Wszyscy z mniejszym czy większym przekonaniem składamy sobie na koniec roku życzenia i podejmujemy solenne postanowienia na nadchodzący, nowy  rok. Nawet jeśli traktujemy to jako jedynie miłą tradycję to jednak warto takie życzenia składać i postanowienia czynić. Że niewiele z tego się ziści to inna sprawa ale przynajmniej będziemy mieli za rok moralnego kaca, że zbyt słabo się przykładaliśmy.

Czego by tu życzyć Polsce i Polakom (polskojęzycznych obywateli naszego kraju tutaj pomijam bo dają sobie świetnie radę i bez moich życzeń)?
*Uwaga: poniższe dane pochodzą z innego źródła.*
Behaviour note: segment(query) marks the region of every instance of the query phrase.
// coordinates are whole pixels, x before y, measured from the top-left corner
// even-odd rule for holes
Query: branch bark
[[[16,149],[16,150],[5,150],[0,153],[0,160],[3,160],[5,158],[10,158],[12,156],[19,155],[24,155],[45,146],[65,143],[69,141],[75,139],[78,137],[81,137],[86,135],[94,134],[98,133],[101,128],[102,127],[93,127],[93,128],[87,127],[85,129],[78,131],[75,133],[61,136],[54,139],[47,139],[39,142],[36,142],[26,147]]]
 Żeby w końcu powstał w Polsce polski rząd, który będzie myślał po polsku.
 

I żeby ten rząd:

1. Zrenacjonalizował na powrót rozgrabiony i wyprzedany przez magdalenkowy, żydobolszewicko-komuszy układ majątek narodowy - pod ziemią, na ziemi i w powietrzu.
 

2. Zrenacjonalizował wszelkie banki i pogonił z Polski wszelkie obce instytucje finansowe i ubezpieczeniowe.
 

3. Odzyskał nadzór nad NBP i suwerennością polskiego pieniądza.
 

4. Dla wszelkich szkodników działających wbrew interesom Państwa i Narodu Polskiego ustanowił w trybie pilnym prawo o dożywotniej banicji połączonej z konfiskatą niesłusznie zgromadzonego majątku.
 

5. Przywrócił Narodowi suwerenność i podmiotowość likwidując partie polityczne, tzw. "organizacje pozarządowe" i fundacje finansowane przez obce agentury.
 

6. Wprowadził prawo nakazujące obcięcie dłoni wszystkim złodziejom kradnącym dobra publiczne.
 

7. Przeprowadził dokładnią lustrację sięgającą trzeciego pokolenia dla wszystkich pełniących funkcje publiczne od sołtysa w górę.
 

8. Negocjował na nowo wszelkie zobowiązania wynikające z przynależności do Unii Europejskiej i NATO.

Życzę Polakom, żeby wybrali polskiego Prezydenta, którego serce bije nad Wisłą i żeby ten Prezydent pomagał z całych sił wymarzonemu przeze mnie rządowi.

 

Żeby Wam się dzieci rodziły, kocięta kociły, psiaki szczeniły, krowy cieliły, klacze źrebiły a idioci żeby na niepłodność zapadli.

(kolejność życzeń przypadkowa)
 

Uff... Aż się spociłem ale sądzę, że jest to i tak dużo jak na jeden rok. Jeśli udałoby się nam zrealizować to jedynie w 60% to jesteśmy już na dobrej drodze.
Następne życzenia za rok.

A tak całkiem prywatnie, życzę wszystkim zdrowia. O resztę musicie zadbać sami.